Venezuelan hotels have started charging foreign tourists in US dollars in an attempt to diversify the country’s income in the face of the fall in the price of oil, its main export.
After his government monopolized the access to the dollar in 2003, the late President Hugo Chávez repeated on several occasions that the exchange control was "here to stay".
However, nearly three decades later and in the midst of an acute economic crisis, the dollar has become once again a payment currency, but only for the few foreign tourists arriving in that South American country.
In recent years, tourism in Venezuela was slightly growing thanks to backpackers, who risked traveling to the country despite the high rates of violence, seduced by its beaches and natural beauty, but especially by the huge profit gained by exchanging their dollars on the black market.
"Unfortunately, the currency that should be coming in for tourism in Venezuela is going to illegal markets. These funds are not being collected," said José Yapur, president of CONSETURISMO, the main association in the country which brings together private companies in the sector.

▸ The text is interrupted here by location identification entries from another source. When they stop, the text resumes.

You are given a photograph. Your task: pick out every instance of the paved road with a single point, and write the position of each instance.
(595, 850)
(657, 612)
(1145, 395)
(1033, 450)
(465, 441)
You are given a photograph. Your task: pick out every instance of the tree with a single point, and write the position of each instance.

The new regulations, however, have been allowing hotels, tourism and travel agencies to charge foreign tourists in dollars for five months now.
Although the country, which is undergoing a severe economic crisis, is in urgent need of dollars, the measure – approved in April – only started being implemented in the last few days due to bureaucratic problems and lack of clarity, according to tour operators.
"It's a process that takes time," Yapur stated, explaining that, for now, only a handful of five-star hotels are charging in dollars.
According to the regulation four and five star hotels, providers of tourist transportation services, and duty-free shops must sell 60% of the dollars they receive to the Central Bank at a floating DICOM rate, which closed on Monday at 659 bolivars to the dollar.
They are allowed to retain the remaining 40%, but only to be invested in the sector.
Travel agencies, meanwhile, must sell 90% of the dollars received from foreign tourists to the central bank and can only retain the remaining 10% which must be spent in their sector.
In addition, the state is considering tax refunds to foreign tourists as in other countries, according to the regulations.
In 2015, Venezuela, whose magnificent landscapes have inspired films like Avatar and Up, received only a quarter of the 4 million tourists who arrived in neighboring Colombia, lured by the huge disparity between the official and the parallel dollar, which allowed them to enjoy the country at bargain prices.
However, many believe that the regulations implemented by the socialist government of Nicolás Maduro will fail to boost tourism in Venezuela and could instead backfire on the sector by increasing the costs for foreign visitors.
"I would not come back to Venezuela," said Miguel Laredo, a Peruvian tourist who recently visited the country. "Not only because now everything will be more expensive, but because you will be exposed to insecurity".
Venezuela has a longer stretch of Caribbean coastline than any other country, but high rates of murders, robberies and constant breakdowns in basic services have driven away foreign tourists for years.
On the island of Margarita, the tourist epicenter of the country, only three first class hotels offer the possibility of paying in dollars for their services.
While other hotels are waiting to be able to charge in foreign currency, the former "Pearl of the Caribbean" has seen hotel occupancy fall more sharply than any other region of the country.
In August, in the middle of the peak season, occupancy in Margarita was 43%, much lower than in January, when it exceeded 79 per cent, according to the figures from the hotel federation.
"Almost no one comes," said Patricia Bolívar, a 43 year-old saleswoman in a luggage shop on the island. "For a while now very few tourists have been coming".